Frito-Lay Initiative to Validate, Label Gluten-free Products
In tandem with National Celiac Disease Awareness Month in May, PepsiCo’s Frito-Lay North America division has introduced a multi-year initiative to validate many of their products as gluten-free, with new package labeling to follow. Since many of the company’s snacks, including Lay’s Classic potato chips and Fritos Original corn chips, are made from simple ingredients like corn or potatoes, they’ve always been free of gluten.
Rather than removing gluten from existing products, Frito-Lay has developed a gluten-free validation process, in cooperation with the Food Allergy Research and Resource Program (FARRP) at the University of Nebraska-Lincoln and the Celiac Disease Foundation (CDF), for testing ingredients and finished products to make sure that they contain less than 20 parts per million (ppm) of gluten before making a “gluten free” claim.
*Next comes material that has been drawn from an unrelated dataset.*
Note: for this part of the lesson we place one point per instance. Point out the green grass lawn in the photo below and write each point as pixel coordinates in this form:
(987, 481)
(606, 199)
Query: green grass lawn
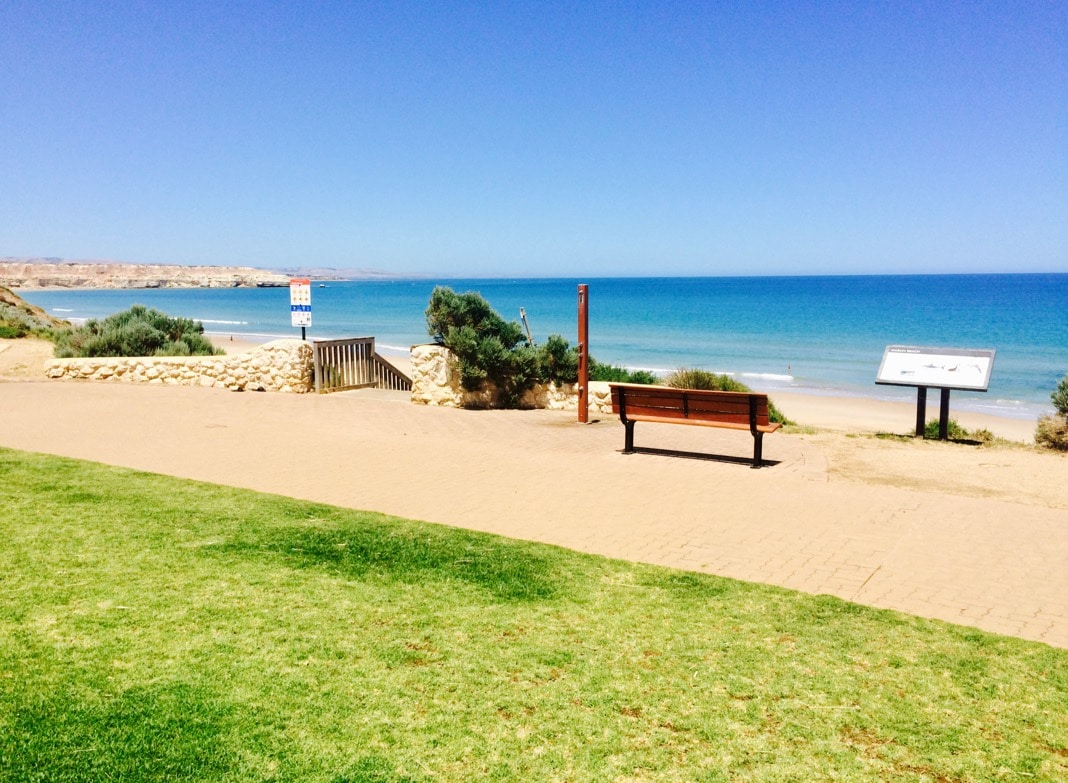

This level is in accordance with the limit determined by the FDA in its Proposed Rule for Gluten Free Labeling (2007).
Additionally, Frito-Lay is teaming with the CDF and the National Foundation for Celiac Awareness (NFCA) to inform consumers and health professionals of gluten-free resources and options. Activities through these partnerships will include development of educational content in English and Spanish, and cross-promotion via social media.
“We understand that living with gluten sensitivities can present some challenges, and when you or a loved one is diagnosed it, can be overwhelming and confusing,” said Kari Hecker Ryan, group manager of nutrition science and regulatory affairs at Plano, Texas-based Frito-Lay North America, a division of PepsiCo in Purchase, N.Y. “We are doing our due diligence to ensure that our validated products comply with the proposed standards by testing ingredients and finished products, so the shopper can trust our gluten-free claim.”
“Frito-Lay will make label reading especially easy for gluten sensitive consumers, as it is starts to include its own Gluten Free symbol or claim on qualified snack products,” noted Marilyn Geller, COO of Woodland Hills, Calif.-based CDF, a nonprofit voluntary health organization dedicated to providing services and support regarding celiac disease and gluten sensitivity through awareness, education, advocacy and research.
“Gluten-free grocery shopping can be stressful at times, especially for those newly diagnosed," added Alice Bast, president of the nonprofit NFCA, which, through its comprehensive website, provides a variety of resources to both consumers and professionals, among them free webinars, cooking videos and printable guides. “The transition to the gluten-free diet is easier when familiar brands already in the pantry make a gluten-free commitment. Frito-Lay's effort to provide its customers with easy-to-access information is commendable, and we would like to see more national brands embrace this level of clarity.”
The gluten-free claim that Frito-Lay is adding to qualified products appears as a “GF” icon and/or a statement on the back of the bag. Packaging changes are being gradually phased in. Meanwhile, consumers can check online to find out which Frito-Lay products qualify as gluten-free.